Sarılmak sımsıkı ve güçlü bir eylemdir ama çok narindir. İçten bir sarılma her derdin devasıdır.
Sarılmak en şiddetli tartışmaları bitirir; çünkü sarılmak:” Seni seviyorum, üzülmeni istemiyorum, dertlerini ve sevinçlerini paylaşıyorum.” anlamlarını karşılar.
Sarılmak, insanın sevilme ihtiyacını karşılayan ve sözcükleri gereksiz kılan bir duygu paylaşımıdır. Sarılmak, yalnız olmadığımızı hissettiren bir beden dilidir.
Sarılmak: “Sen güvenlisin, senden çekinmiyorum, senin yanında rahatım, korunaklıyım.

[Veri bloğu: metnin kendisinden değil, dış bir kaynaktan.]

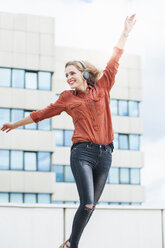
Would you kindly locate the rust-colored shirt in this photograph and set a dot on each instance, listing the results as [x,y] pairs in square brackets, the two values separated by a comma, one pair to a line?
[90,110]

Sen beni anlayabilirsin ve yaralarımı iyileştirebilirsin.” anlamlarını içerir.
Sarılmak bazen sessiz bir başlangıç bazen de sıcacık bir vedadır. O anda gözler konuşur ve sözcükler susar.
Sarılmak içten değilse, formalite gereği yapılan soğuk bir eylemse incitici olur. Tokalaşmanın formalitesi olur ama sarılmanın formalitesi olmaz.
Gerçek sarılma, eklemlerinize kadar hissettiğiniz sarılmadır. Yalansızdır ve içtendir. Piza Kulesi gibi eğilerek ve isteksizce gerçekleştirilen sarılma kalplerin kucaklaşmasını gerçekleştiremez.
Sarılmak bedavadır ve çok değerlidir. Ne yazık ki çok az insan bu eylemin hakkını veriyor.